In the first step from a to be, the heat is allowed to flow out of an ideal gas at constant volume. So, the change in the volume in this process will be \(\Delta {V_{{\rm{ab}}}} = 0\). Thus, the value of the work done in this process will be:

\(\begin{aligned}{c}{W_{{\rm{ab}}}} &= P\Delta {V_{{\rm{ab}}}}\\{W_{{\rm{ab}}}} &= 0\end{aligned}\)

The process b to c is a constant pressure process. In this process, the pressure is:

\(\begin{aligned}{c}P &= \left( {1.4\;{\rm{atm}}} \right)\left( {\frac{{1.01 \times {{10}^5}\;{\rm{Pa}}}}{{1\;{\rm{atm}}}}} \right)\\P &= 1.414 \times {10^5}\;{\rm{Pa}}\end{aligned}\)

The change in the volume is:

\(\begin{aligned}{c}\Delta {V_{{\rm{bc}}}} &= \left( {\left( {9.3\;{\rm{L}}} \right) - \left( {5.9\;{\rm{L}}} \right)} \right)\left( {\frac{{{{10}^{ - 3}}\;{{\rm{m}}^{\rm{3}}}}}{{1\;{\rm{L}}}}} \right)\\\Delta {V_{{\rm{bc}}}} &= 3.4 \times {10^{ - 3}}\;{{\rm{m}}^{\rm{3}}}\end{aligned}\)

So, the work done in process b to c will be:

\(\begin{aligned}{c}{W_{{\rm{bc}}}} &= P\Delta {V_{{\rm{bc}}}}\\{W_{{\rm{bc}}}} &= \left( {1.414 \times {{10}^5}\;{\rm{Pa}}} \right)\left( {3.4 \times {{10}^{ - 3}}\;{{\rm{m}}^{\rm{3}}}} \right)\\{W_{{\rm{bc}}}} &= 480\;{\rm{J}}\end{aligned}\)

The total work done in two-step process can be calculated as:

\(\begin{aligned}{c}W &= {W_{{\rm{bc}}}} + {W_{{\rm{ab}}}}\\W &= \left( {480\;{\rm{J}}} \right) + 0\\W &= 480\;{\rm{J}}\end{aligned}\)

Thus, the total work done in two-step process is \(480\;{\rm{J}}\).

(b)

The expression for the internal energy of a monoatomic gas is as follows:

\(\Delta U = \frac{3}{2}nR\Delta T\)

In this two-step process, there is no change in the temperature.
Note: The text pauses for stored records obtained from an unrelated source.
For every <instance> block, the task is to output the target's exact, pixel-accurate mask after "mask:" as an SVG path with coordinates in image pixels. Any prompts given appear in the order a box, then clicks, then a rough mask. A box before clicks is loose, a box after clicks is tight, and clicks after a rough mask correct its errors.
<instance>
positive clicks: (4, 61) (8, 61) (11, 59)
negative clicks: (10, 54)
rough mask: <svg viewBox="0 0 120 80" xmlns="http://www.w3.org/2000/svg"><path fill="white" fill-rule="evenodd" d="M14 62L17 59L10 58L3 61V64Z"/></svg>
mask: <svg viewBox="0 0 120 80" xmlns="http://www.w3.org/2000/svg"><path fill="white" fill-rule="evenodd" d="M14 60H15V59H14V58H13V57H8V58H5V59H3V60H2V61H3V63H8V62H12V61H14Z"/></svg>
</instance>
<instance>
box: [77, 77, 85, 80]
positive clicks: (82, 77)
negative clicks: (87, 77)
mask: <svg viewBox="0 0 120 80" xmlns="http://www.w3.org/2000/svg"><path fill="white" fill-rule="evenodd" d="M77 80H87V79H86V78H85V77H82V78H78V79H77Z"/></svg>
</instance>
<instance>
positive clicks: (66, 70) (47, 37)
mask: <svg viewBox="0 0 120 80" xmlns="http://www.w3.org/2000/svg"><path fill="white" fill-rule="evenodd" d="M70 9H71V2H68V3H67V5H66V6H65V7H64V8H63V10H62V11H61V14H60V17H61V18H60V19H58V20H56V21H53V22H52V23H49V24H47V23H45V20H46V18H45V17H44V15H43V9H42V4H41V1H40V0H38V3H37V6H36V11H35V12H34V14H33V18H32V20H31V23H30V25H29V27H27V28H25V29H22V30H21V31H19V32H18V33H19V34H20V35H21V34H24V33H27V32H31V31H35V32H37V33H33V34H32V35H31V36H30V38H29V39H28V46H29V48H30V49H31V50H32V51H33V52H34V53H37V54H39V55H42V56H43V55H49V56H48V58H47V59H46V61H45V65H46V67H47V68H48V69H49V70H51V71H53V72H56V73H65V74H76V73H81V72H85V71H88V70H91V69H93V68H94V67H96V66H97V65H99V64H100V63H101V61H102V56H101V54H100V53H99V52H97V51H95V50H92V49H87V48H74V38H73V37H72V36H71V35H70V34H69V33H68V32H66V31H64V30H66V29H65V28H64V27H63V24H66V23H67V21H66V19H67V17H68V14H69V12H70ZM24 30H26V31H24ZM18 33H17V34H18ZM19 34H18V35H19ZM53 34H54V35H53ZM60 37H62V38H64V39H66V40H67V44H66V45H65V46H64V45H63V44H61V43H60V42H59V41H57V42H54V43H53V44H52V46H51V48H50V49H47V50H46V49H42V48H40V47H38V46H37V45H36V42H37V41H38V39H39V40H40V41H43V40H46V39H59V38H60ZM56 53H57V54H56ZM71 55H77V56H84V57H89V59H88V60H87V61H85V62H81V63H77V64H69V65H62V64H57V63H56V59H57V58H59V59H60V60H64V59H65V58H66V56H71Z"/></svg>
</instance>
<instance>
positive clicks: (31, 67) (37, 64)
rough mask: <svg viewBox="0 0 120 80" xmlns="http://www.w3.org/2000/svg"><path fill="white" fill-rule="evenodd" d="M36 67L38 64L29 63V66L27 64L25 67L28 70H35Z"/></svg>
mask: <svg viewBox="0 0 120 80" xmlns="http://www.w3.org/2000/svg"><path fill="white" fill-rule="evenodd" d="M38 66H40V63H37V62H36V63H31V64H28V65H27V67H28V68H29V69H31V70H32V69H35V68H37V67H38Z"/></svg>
Therefore, the value of the change in the internal energy will be:

\(\Delta U = 0\)

Thus, the change in internal energy of the gas in the process is \(0\).

(c)

Thetotal heat flow into or out of the gas can be calculated as:

\(\begin{aligned}{c}\Delta U &= Q - W\\0 &= Q - \left( {480\;{\rm{J}}} \right)\\Q &= 480\;{\rm{J}}\end{aligned}\)

Since, the sign is positive, the heat flows into the system.

Thus, the heat absorbed in this two-step process is \(480\;{\rm{J}}\).